DRDO developed a multisensor airborne early warning and control (AEW&C) system on a carrier jet, providing an airborne surveillance system in collaboration with CAB (Centre for Airborne Systems) for the Indian Air Force. It is the first native AEW system developed by DRDO and CAB. It was completely developed and built using the native technology platform, EMB-145.
The AEW&C system is developed to serve the Indian Air Force in detection and tracking, identification and classification of threats, guidance and interception control, display of air situation picture and multisensor data integration.
The system enables the armed forces to communicate with fighter jets and other AEW&C assets, while it also allows for Search and Rescue (SAR) operations, mission planning as well as record and replay for post mission analysis.
The jet platform selected for the DRDO AEW&C system is the Embraer EMB-145 from Brazil. The jet is modified to integrate mission systems. The cabin is also modified to house five operator work stations, four racks, additional fuselage fuel tanks and five rest crew seats.
The modified aircraft has additional power unit to power onboard mission systems. It can also support the in-flight re-fuelling system for extended endurance of the mission.
Two radiating planar arrays are mounted above the fuselage of the EMB-145 to provide 240° coverage. The arrays are fixed in back-to-back arrangement in an active antenna array unit (AAAU).
The AAAU is designed to fit 10×2 antenna array panels, 160 Transmit Receive Multi Modules (TRMM) and all the supporting devices, including power supply units and control units. Each TRMM is made of eight compactly fused transmit receive modules to ensure high density installation of 160 TRMMs.
The Government of India approved the AEWCS programme after the Indian Air Force (IAF) and Defence Research and Development Organisation (DRDO) jointly studied the feasibility of the AEWCS. Three EMB-145s were ordered by the Indian Government. The indigenous radar system of the DRDO was integrated after the aircraft was modified accordingly.
The first aircraft AEW&C platform developed for India was unveiled at Embraer’s headquarters in São José dos Campos in February 2011. The fully modified aircraft equipped with Active Electronic Scanning Array (AESA) radar and other electronic payloads made its first flight in December 2011 at Embraer’s facilities. It incorporated more than 1,000 mission system components manufactured by DRDO.
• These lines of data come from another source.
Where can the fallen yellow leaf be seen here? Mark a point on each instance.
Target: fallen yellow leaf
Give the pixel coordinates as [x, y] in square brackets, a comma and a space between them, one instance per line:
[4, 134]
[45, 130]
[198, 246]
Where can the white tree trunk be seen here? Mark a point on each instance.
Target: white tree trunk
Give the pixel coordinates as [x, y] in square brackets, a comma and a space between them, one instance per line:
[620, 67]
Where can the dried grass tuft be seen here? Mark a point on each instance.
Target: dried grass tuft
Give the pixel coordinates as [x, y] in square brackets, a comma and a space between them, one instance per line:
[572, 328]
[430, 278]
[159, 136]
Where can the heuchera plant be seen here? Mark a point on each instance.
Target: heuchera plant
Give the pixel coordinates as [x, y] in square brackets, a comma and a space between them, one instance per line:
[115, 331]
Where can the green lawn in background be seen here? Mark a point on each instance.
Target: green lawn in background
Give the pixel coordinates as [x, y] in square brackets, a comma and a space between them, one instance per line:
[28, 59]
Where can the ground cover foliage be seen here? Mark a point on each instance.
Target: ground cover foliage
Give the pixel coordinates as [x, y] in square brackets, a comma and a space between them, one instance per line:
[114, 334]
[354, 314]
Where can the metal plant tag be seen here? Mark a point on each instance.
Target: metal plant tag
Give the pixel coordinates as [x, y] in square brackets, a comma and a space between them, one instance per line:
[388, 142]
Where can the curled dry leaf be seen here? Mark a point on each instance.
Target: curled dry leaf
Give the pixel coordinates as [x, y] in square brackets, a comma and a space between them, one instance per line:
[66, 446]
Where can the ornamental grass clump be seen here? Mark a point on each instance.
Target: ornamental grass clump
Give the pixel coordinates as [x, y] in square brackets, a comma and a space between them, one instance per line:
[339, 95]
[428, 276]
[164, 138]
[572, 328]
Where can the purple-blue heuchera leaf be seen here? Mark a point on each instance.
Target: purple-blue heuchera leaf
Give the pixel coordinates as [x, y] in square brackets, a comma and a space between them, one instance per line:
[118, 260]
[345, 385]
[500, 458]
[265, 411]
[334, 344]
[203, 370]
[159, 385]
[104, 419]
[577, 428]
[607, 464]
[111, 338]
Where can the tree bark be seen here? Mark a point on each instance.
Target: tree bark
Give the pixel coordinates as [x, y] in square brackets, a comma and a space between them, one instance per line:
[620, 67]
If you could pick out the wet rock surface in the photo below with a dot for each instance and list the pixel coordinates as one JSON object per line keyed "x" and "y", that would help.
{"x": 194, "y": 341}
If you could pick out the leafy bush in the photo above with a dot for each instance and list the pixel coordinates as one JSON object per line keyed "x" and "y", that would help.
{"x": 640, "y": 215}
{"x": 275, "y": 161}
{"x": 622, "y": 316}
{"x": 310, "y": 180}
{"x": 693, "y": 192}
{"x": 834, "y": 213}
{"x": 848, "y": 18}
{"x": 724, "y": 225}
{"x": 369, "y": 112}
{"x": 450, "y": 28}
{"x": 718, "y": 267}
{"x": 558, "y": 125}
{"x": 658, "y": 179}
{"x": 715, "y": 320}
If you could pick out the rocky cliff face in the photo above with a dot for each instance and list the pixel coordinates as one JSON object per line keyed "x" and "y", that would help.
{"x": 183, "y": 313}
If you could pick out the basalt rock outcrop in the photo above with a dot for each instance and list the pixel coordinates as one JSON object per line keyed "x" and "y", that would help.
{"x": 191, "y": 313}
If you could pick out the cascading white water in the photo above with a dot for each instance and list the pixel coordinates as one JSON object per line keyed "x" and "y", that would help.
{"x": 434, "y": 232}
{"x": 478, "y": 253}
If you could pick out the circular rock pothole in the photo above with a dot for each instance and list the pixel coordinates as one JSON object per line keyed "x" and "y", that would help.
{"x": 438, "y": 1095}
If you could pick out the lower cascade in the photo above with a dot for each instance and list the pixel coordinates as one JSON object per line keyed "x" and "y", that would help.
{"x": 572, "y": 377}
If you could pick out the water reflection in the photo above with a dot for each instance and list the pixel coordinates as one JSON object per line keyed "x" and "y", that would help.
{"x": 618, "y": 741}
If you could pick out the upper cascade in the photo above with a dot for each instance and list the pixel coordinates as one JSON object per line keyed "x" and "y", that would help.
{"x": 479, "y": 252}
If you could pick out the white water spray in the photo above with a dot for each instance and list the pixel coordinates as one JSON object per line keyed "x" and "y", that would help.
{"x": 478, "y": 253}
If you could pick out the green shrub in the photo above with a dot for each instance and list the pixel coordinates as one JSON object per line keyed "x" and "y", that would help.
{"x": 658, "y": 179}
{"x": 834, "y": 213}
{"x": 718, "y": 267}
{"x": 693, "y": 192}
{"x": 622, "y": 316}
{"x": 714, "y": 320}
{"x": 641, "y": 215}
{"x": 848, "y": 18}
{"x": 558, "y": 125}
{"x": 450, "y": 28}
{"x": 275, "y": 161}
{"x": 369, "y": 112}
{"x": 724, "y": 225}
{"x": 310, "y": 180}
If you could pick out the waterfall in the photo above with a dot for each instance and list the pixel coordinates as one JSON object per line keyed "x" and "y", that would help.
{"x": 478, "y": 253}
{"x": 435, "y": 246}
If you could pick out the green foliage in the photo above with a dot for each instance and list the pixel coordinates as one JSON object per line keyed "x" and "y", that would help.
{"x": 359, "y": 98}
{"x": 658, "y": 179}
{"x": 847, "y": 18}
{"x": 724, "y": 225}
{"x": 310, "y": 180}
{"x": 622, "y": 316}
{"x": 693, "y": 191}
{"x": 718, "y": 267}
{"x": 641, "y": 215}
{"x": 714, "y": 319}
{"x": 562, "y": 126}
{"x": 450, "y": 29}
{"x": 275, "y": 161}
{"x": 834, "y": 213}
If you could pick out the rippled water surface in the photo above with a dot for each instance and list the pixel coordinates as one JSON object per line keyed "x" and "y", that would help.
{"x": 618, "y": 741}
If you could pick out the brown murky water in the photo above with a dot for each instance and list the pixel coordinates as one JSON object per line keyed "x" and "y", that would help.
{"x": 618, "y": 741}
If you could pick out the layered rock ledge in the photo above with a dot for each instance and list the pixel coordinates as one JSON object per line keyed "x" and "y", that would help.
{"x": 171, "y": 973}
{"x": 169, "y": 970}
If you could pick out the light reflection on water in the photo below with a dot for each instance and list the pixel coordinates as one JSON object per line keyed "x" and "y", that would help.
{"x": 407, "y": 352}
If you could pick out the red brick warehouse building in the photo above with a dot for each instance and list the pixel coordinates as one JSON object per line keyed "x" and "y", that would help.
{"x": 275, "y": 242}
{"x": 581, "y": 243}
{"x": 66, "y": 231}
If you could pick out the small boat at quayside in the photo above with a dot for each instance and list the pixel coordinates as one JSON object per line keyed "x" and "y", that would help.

Embraer delivered the first fully modified EMB-145 aircraft to accommodate the Indian AEWCS in August 2012. The company delivered two of three modified EMB-145s to DRDO in 2012. The two aircraft were installed with the native AEW&C system for mission system testing.
The aircraft will be delivered to the IAF by 2014, once the system passes the tests.
Mission system control (MSC) is the brain of the AEW&C system, as it incorporates all the data from sensors and other systems to control the whole system. It assesses threats using data received from the on-board sensors and other sources, and presents the Air Situation Picture (ASP).
It manages the whole communication system of the AEW&C system. The MSC can record the data and play back the same for conducting mission analysis. The Intercept Control Segment (ICS) integrated into the MSC will carry out recovery operations by guiding interceptors and vector strike aircraft.
The system mainly comprises of a primary radar and secondary surveillance radar (SSR/IFF). The SSR provides Electronic Support Measures (ESM) and Communication Support Measures (CSM). It identifies and classifies the threats based on the emissions from them, and also serves as a Friend or Foe identification system.
The Radar Warning Receiver (RWR) which is integrated into the ESM system, Missile Approach Warning System (MAWS) and Counter Measures Dispensing system (CMDS) forms a Self Protection Suite (SPS). The Data Handling and Display System (DHDS) will present the Air Situation Picture on Operator Work Station (OWS) and will provide communication facilities to interact with the system.
The AEW&C system uses C band data link, Ku band SATCOM and a set of five V/UHF frequencies. The C band and Ku band links form redundant links for air to ground communications.
The V/UHF frequencies are used for air to air data and voice communications. The communication systems allow the AEW&C system to communicate with satellites, radar ground control stations and more than 40 fighter aircraft.